Improving the therapeutic window of anticancer agents by β-cyclodextrin encapsulation: Experimental and theoretical insights

Abstract

3-Nitro-2H-chromene derivatives exhibit promising anticancer activities, but their clinical translation is hindered by poor aqueous solubility. Herein, we report a cyclodextrin complexation strategy to improve the solubility and therapeutic efficacy of 8-methoxy-2-(4-methoxy phenyl)-3-nitro-2H-chromene (MNC), a potent anticancer agent.
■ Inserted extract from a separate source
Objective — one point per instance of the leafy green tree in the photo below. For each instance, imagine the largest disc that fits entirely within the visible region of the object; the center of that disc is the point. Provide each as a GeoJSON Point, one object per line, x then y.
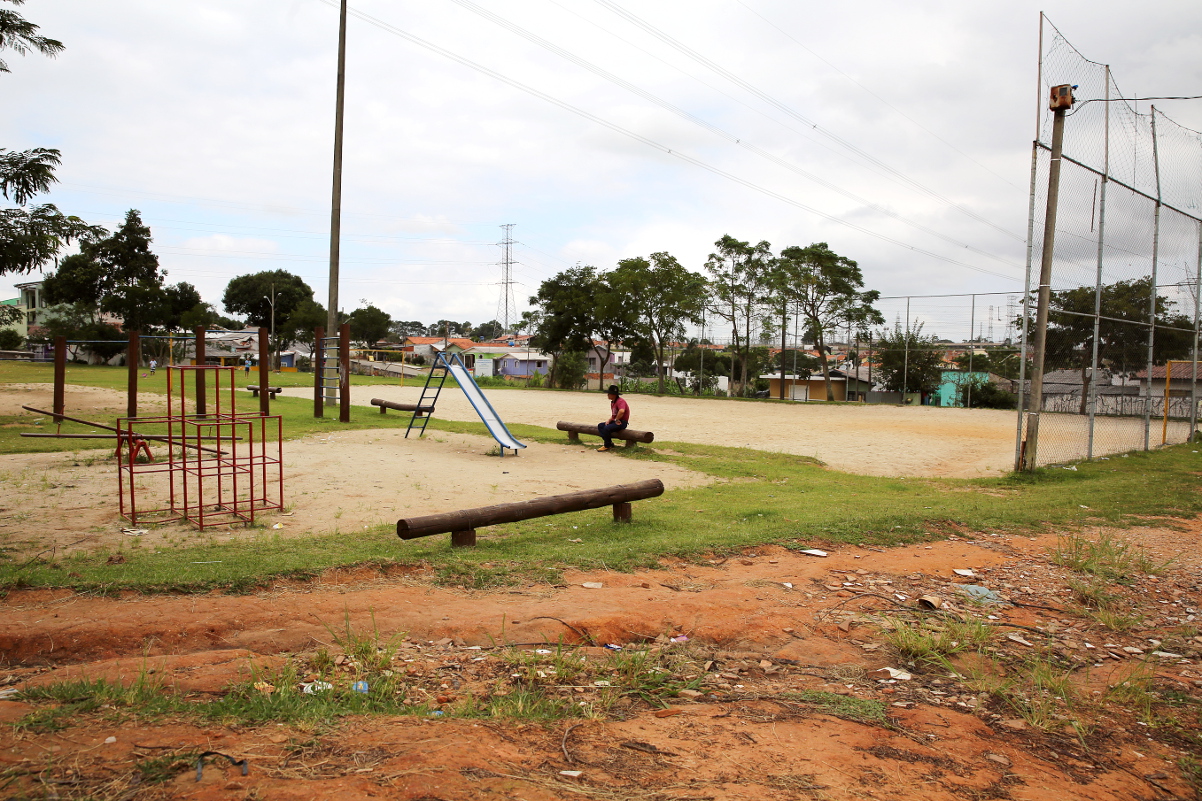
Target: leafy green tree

Solid inclusion complexes of MNC: β-cyclodextrin (β-CD) were synthesized by co-precipitation and kneading methods, and comprehensively characterized using UV–vis, Fluorescence, Fourier Transform Infrared (FT-IR), Differential scanning calorimetry (DSC), X-ray diffraction (XRD), Scanning electron microscope (SEM), 1H NMR, and mass spectrometric techniques. A 1:1 host–guest stoichiometry was verified by phase solubility and UV–Vis spectroscopic studies. β-CD complexation remarkably enhanced the aqueous solubility of hydrophobic MNC. Cytotoxicity evaluation against different human cancer cell lines such as breast cancer (MCF-7, MDA-MB-231), lung cancer (A549), and liver cancer (HepG2) demonstrated superior anticancer activity of the co-precipitated MNC: β-CD complex compared to free MNC and the chemotherapeutic 5-fluorouracil. Although the host–guest interaction energy obtained from molecular docking was modest (−5.1 kcal/mol), it facilitated effective MNC encapsulation and delivery by β-CD. Density functional theory (DFT) calculations provided further insights into the inclusion phenomenon. This cyclodextrin complexation approach paves the way for developing an effective MNC formulation with improved bioavailability and anticancer therapeutic efficacy.